Em defesa do SUS




CONASEMS apresenta estudo sobre financiamento do SUS para 2016 na reunião da CIT

  • abr 29
CONASEMS, CONASS e Ministério da Saúde realizaram, nessa quinta-feira (28), reunião da CIT, em Brasília. Na oportunidade, o CONASEMS apresentou estudo sobre o financiamento do SUS para 2016. Foi discutido também o programa Mais Médicos e a situação dos casos de dengue, zika e chikungunya no país entre outros assuntos.
 
 
Durante a apresentação do estudo, o presidente do Conasems, Mauro Junqueira, ressaltou o cenário atual do financiamento. “O Conasems está desde o ano passado insistindo muito nesse assunto, de acordo com nossos estudos, o déficit chega a 17,6 blhões de reais para esse ano. O recurso do ano passado já foi insuficiente, com esse cenário agora será impraticável”. Em relação ao MAC o déficit é de 8,35 bilhões. “Os recursos previstos pagam 9,9 meses, ou seja, em outubro já não teremos mais como pagar. Isso é gravíssimo, alguma coisa deve ser feita com urgência”. 
 
O ministro da Saúde, Agenor Àlvares, comentou que “é necessário mudar o discurso em relação ao SUS e fazer uma avaliação na gestão desde o maior até o menor município do Brasil.
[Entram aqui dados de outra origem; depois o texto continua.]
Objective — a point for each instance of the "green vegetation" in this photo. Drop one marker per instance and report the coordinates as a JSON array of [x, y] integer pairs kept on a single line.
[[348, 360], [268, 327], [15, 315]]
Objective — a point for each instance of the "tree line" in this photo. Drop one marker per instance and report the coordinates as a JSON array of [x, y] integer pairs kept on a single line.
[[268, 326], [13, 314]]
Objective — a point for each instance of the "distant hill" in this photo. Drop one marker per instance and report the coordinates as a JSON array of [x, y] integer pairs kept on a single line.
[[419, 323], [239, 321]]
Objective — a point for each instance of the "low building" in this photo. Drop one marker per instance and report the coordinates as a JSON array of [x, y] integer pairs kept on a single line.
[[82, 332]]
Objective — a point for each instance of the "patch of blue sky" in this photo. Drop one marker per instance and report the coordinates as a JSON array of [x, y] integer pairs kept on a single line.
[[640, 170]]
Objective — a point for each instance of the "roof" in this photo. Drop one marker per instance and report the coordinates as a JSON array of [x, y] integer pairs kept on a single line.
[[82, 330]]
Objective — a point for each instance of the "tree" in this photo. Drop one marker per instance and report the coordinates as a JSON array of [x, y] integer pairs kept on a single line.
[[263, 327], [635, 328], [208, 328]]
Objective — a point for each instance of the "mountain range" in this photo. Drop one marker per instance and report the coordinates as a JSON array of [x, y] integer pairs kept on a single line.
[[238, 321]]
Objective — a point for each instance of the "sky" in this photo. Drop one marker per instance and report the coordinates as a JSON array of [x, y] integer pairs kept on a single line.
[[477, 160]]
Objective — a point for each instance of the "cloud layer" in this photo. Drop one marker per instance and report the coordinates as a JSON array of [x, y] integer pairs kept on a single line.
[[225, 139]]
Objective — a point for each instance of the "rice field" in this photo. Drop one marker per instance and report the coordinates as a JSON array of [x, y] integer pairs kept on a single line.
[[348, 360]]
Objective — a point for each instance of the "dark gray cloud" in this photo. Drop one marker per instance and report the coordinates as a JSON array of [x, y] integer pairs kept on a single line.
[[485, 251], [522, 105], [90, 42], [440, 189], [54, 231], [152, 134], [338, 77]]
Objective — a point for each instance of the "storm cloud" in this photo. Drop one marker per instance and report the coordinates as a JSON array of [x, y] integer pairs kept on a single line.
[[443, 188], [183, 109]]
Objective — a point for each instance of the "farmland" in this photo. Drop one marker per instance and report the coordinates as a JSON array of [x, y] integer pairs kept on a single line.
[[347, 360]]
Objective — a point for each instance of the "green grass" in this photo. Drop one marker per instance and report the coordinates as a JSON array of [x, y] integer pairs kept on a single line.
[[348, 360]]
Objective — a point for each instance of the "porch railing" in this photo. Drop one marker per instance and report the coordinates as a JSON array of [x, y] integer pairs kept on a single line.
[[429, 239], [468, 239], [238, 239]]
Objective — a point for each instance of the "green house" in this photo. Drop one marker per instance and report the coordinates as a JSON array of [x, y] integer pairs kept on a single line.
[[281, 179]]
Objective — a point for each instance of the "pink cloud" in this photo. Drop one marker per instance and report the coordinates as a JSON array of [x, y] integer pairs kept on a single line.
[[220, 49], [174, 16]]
Precisamos ‘repolitizar’ o SUS”.  Segundo ele, não há soluções para curto prazo. “O compromisso é não deixar de repassar os recursos, mas vamos ter que conviver no mínimo mais um ou dois anos com essa situação complicada". Mauro ressaltou que face ao esgotamento dos argumentos por mais recursos, torna-se necessário promover a revisão das mais de 31 mil portarias em vigor no SUS. "Necessitamos conhecer o custo do SUS e suas perdas financeiras em cada uma das 438 regiões de saúde, e renegociarmos o financiamento com base em números demonstrando a qualidade e eficiência por meio dos critérios de rateio", afirmou o presidente do Conasems.
 
A CIT aprovou a criação de um grupo de trabalho para estudar a fundo a questão do financiamento e problemas do SUS. “A partir dos estudos, vamos ter condições de falar ao próximo governo o que é necessário ser feito para a sobrevivência do SUS”, completou Agenor.
 
Em relação a PEC 143 que tramita no senado, após amplo debate face ao risco de agravamento do financiamento foi elaborada nota conjunta Conasems e Conass.
 
Em relação ao Mais Médicos, o secretário de Gestão do Trabalho e da Educação da Saúde do Ministério da Saúde, Hêider Pinto, comentou sobre a cerimônia que aconteceu nessa sexta-feira (29), no Palácio do Planalto, com o anúncio da prorrogação da permanência de médicos brasileiros, formados no exterior, e estrangeiros do Programa.
 
O Conasems parabenizou o Ministério pela medida, mas destacou os problemas que aparecerão com a volta dos médicos intercambistas que não conseguiram o curso de especialização, em função de estarem em municípios com problemas de infraestrutura (como internet, por exemplo). O Conasems entregou a solicitaçaõ conforme o ofício 422.